The problem of knowledge

As this is in the domain of social media, I shall be overly cautious and convoluted at times, so as to head off my words being twisted out of shape by ‘bent minds’. First off, I am not saying that journals  are causing a problem! Next if I make what appears to be a general statement, I am referring to a significant percentage from my own thinking and observations. So, I am not referring to ‘everybody’.

The problem as I see it.

This morning I happened upon some article in The Journal of Applied Psychology. No – it doesn’t matter what the article was. In searching for the journal in a database I come across listings for thousands of journals. I click into a few of them. I could have been there forever reading all sorts of very interesting stuff, written by various experts around the world. These people must have spent a considerable part of their lives thinking about their topics and areas of research. They put a lot of effort crystallising some important perspective.

With so many thousands of journals out there I’m thinking, “Chrysst! What’s the chance of anybody sitting down to read this stuff? If anybody reads this, are they going to understand the key points? Will they spend enough time critically assessing the opinions/findings for robustness – and after all that, how or when are they gonna be able to use those key points to make some difference in the world.” So how did I happen across the article which led me to do a search? It was from a media article.

It’s not uncommon for the traditional and ‘fake media’ (aka social media), highlighting various findings from various journals. There is now much overlap between traditional media and what is seen a social media. Sometimes it’s not possible to draw a clear dividing line between them. The media tend to give only a basic headline and a brief write up. And what do ordinary people do with those reported findings? They incorporate it into their attitudinal and belief systems (either in part or in whole). But Joe Public does not have access to the original journal article to  dig into its substance. Why? Cuz the journal-houses usually charge tons of dosh for access by the ‘elite’ (it would appear). Did I say I am amongst ‘the elite’? I did not! There are of course free journals available online. So I’m referring to the ‘some’ of journal houses that charge rather stiff fees for access. And yes – I entirely understand why some will go ‘to be fair’ etc etc.

But the rich knowledge stored in free or subscription journals is largely unread by Joe Public, who may well be too busy on Twitter, Facebook or WhatsApp etc or reading distillates provided by traditional media. So what does this mean? It means that the stuff from the thousands of journals takes years to trickle down into the mainstream of public life. In the meantime, stupidity rules whilst wisdom languishes.

Stupidity is very fast. It needs only a few clicks and taps on a keyboard to get junk out into social media – where between 50-75% of people may accept about 50% of what they read. It’s true from my experience. One only needs to look at the total junk that is being sold online, nicely dressed up to appear credible – and then regurgitated by idiots. Wisdom has a problem in fighting back the tsunami of stupidity created by social media. This is a general issue. However, the wisdom and rich learning from journals is ever slower and more inefficient in making its way into the light of day.

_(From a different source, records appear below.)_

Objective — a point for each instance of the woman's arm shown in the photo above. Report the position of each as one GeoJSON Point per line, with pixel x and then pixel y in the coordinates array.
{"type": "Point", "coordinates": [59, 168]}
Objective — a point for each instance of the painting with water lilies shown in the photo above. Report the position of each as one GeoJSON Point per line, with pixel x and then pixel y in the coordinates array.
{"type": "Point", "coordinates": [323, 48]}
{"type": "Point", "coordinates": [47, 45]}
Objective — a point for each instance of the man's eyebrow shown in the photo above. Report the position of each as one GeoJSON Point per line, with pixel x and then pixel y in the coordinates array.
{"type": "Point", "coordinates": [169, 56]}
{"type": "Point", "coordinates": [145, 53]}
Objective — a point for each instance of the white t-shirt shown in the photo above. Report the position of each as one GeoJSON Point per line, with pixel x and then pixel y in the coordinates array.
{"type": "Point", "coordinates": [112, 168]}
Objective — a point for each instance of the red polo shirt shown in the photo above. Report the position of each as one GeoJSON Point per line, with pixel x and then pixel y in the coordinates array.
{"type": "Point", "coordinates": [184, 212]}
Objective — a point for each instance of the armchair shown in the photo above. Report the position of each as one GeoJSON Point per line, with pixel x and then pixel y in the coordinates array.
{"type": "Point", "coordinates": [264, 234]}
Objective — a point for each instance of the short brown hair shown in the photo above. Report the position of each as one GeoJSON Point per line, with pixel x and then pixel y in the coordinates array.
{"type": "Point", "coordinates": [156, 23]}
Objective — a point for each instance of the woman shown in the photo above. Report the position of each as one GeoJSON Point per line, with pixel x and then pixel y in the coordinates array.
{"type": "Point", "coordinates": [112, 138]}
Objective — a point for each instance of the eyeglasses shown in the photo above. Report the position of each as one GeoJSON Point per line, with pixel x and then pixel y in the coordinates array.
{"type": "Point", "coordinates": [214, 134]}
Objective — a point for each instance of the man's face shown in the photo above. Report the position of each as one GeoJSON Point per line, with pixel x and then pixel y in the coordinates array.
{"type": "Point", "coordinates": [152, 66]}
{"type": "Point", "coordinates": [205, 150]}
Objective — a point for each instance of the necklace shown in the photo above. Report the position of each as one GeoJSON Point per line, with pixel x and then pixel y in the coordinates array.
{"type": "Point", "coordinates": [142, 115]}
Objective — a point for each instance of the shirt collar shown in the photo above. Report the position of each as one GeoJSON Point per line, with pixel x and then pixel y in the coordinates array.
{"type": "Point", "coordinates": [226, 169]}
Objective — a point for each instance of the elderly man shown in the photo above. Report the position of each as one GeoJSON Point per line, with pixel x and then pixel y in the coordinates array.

Some of my thoughts in this post are driven by the Cathy Newman interview of Jordan Peterson. It’s apparent to many that Peterson is a very sharp thinker, with his vast knowledge at his fingertips. This is a man who has studied the everyday lives of people from his clinical work – and he has done his reading and research. The Newmans of this world had little chance of getting up to speed on that body of wisdom that is in Peterson in their briefings and preparations. It’s no surprise that Peterson and the likes of him, have a very difficult time transferring the complexity of their knowledge to ordinary people – who are already brainwashed by nonsense floating around out there.

Conclusion

Did I say that ‘everybody’ should simply accept what the likes of Peterson says? I did NOT! Did I say that experts should not be challenged? I did not? But if you’re doing some challenging, get your facts right and get your questions in order.

What I am saying is that the really rich knowledge is having a difficult time finding its way to the level of ordinary people. I am saying that media and ‘social media’ are getting in the way  – most of the time.

I’m saying, that it is important to take the time to find a journal reference from some library and read it, so as not to be brainwashed by a half- or quarter-truth.

I am saying that when an obviously intelligent expert puts together years of knowledge and experience in a few minutes, don’t be an idiot and ask some silly question by going, “I’m sorry if it’s a silly question but I have to ask….” Think more carefully and inquire in a way that draws out the wisdom of the expert.